Most medicines probably produce their peculiar effects by operating on the vital properties of the system, or of the part affected. Of the nature of this action we are quite ignorant, and must remain so until the nature of life itself is better understood. In the present state of our knowledge, all that we can say is, that living structure is endowed with certain susceptibilities, and medicines with certain properties, or powers, through which, when the two are brought together, certain changes of condition or action take place in the former. The medicine is said to act, and the living structure to be acted on, because it is in the latter that the changes are most obvious, and most interesting. This kind of operation is called physiological, or vital, in reference to the character of the effects produced in the system, and dynamic, in reference to the supposed possession of an active power by the medicine. We may speculatively ascribe the results to physical or chemical reaction; but this explanation is, in the great majority of instances, destitute of the shadow of proof, and is indeed altogether insufficient, with our existing knowledge of physics and chemistry, to account for many of the phenomena. Until, therefore, further light is obtained, it is safest to be content with the mere statement of the fact.*

When medicines are introduced into the system, they generally show a tendency to act on some one part, or set of parts, preferably to others, and not unfrequently act on these parts exclusively. Thus, some medicines operate more especially on the brain, others on the heart, others on the stomach and bowels, and others again on some one or more of the secretory organs, though equally in contact with the parts unaffected as with those upon which they act. This tendency is ascribable to the peculiar constitution of the several parts of the system, giving them peculiar susceptibilities; just as the eye alone is sensible to light, and the organs of smell and taste to odours and sapid substances. A medicine, therefore, entering the circulation, and reaching all parts of the system, on such parts only as are so constituted as to be susceptible to its influence; as light, though falling on the whole surface of the body, produces its characteristic impression only upon the eye. The chemists explain this peculiar direction of medicines by the supposition, that it is only in the organs affected that they find affinities capable of being disturbed by their presence.

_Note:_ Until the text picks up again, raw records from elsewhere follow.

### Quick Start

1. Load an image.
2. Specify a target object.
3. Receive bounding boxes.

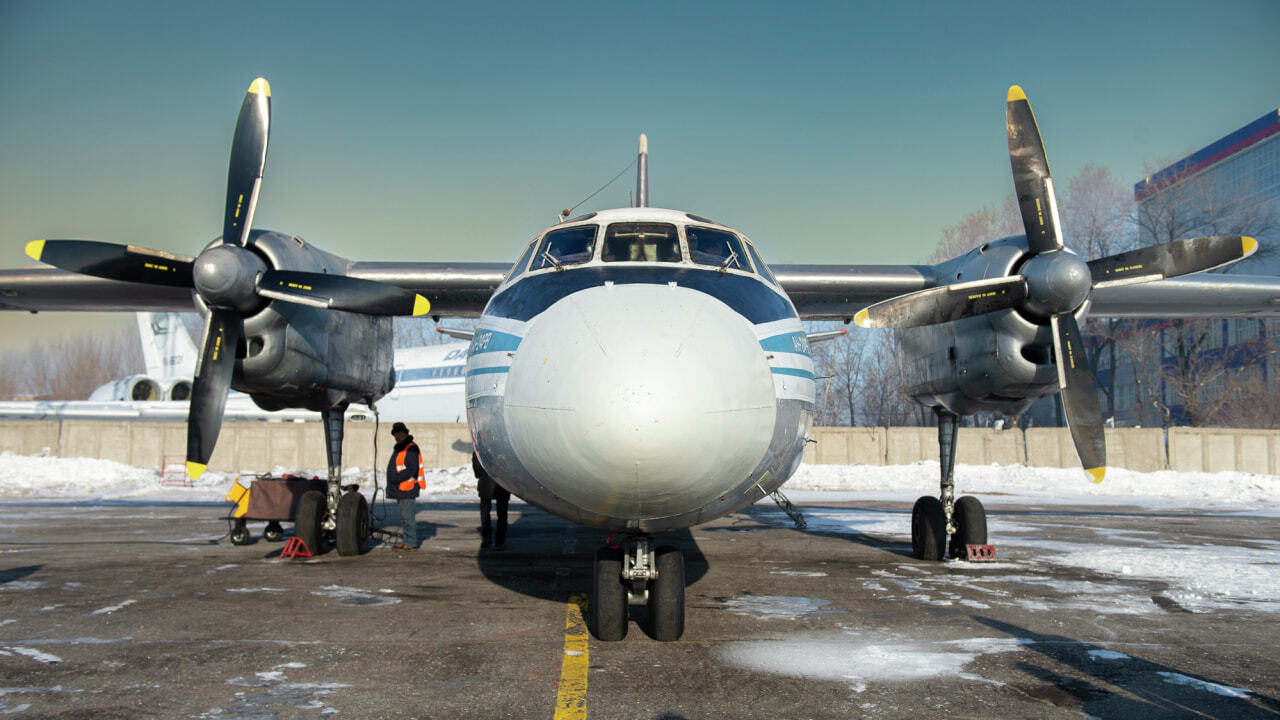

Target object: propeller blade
[257,270,431,315]
[223,78,271,247]
[1089,234,1258,288]
[27,240,195,287]
[1005,85,1062,252]
[854,275,1027,328]
[1050,313,1107,483]
[187,307,244,479]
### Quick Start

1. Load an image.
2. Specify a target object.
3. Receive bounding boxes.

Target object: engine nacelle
[897,236,1088,415]
[193,231,394,410]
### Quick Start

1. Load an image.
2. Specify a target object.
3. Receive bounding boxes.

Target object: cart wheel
[262,520,284,542]
[232,518,248,544]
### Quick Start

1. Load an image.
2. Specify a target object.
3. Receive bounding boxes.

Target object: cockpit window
[532,225,599,270]
[600,223,680,263]
[685,225,751,273]
[746,242,778,284]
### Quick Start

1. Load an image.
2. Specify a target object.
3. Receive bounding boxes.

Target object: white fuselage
[466,209,814,532]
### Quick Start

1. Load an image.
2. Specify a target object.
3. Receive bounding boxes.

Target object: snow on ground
[0,452,1280,514]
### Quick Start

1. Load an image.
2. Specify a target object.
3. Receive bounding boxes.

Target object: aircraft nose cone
[504,284,777,519]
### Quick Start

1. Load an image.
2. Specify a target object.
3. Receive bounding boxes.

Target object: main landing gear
[591,536,685,642]
[293,405,370,555]
[911,407,989,560]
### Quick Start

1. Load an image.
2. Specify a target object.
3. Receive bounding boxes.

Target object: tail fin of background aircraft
[636,133,649,208]
[138,313,197,379]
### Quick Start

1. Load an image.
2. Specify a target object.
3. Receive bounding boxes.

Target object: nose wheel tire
[337,491,369,555]
[911,495,947,560]
[591,547,627,642]
[649,546,685,642]
[293,489,325,555]
[951,495,987,557]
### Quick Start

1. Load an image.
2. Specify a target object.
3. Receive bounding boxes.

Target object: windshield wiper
[719,242,742,273]
[543,250,564,273]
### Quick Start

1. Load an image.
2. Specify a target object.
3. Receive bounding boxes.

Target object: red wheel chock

* Much has been said of late of another mode of action of medicines, based on their influence upon the function of nutrition; some being supposed to act. by in-ovearing that function, others by diminishing it. Of course, medicines which stimulate or depress the functions generally must stimulate or depress nutrition, as they affect other functions; and there may be some whose special tendency is to act upon nutrition; but the resulting changes are effects of the medicines and not their method of action. The question arises, how do they increase or diminish nutrition? and we are then brought back to the chemical or physiological theory. (Note to the third edition).

It is not impossible that some medicines may act upon the blood through its vital properties, modifying the condition of the living corpuscles and fibrin, in the same manner as others act upon the living solid tissues. Such medicines may operate exclusively on the blood, producing effects upon the various functions simply through the change effected in that fluid; or they may operate at the same time directly upon the organs. The probability, however, is, that, in the great majority of instances, medicines are merely conveyed by the blood to the part in which their effects are experienced; for otherwise these effects would be more frequently universal, as any change in the blood itself must be felt more or less in all the organs and functions.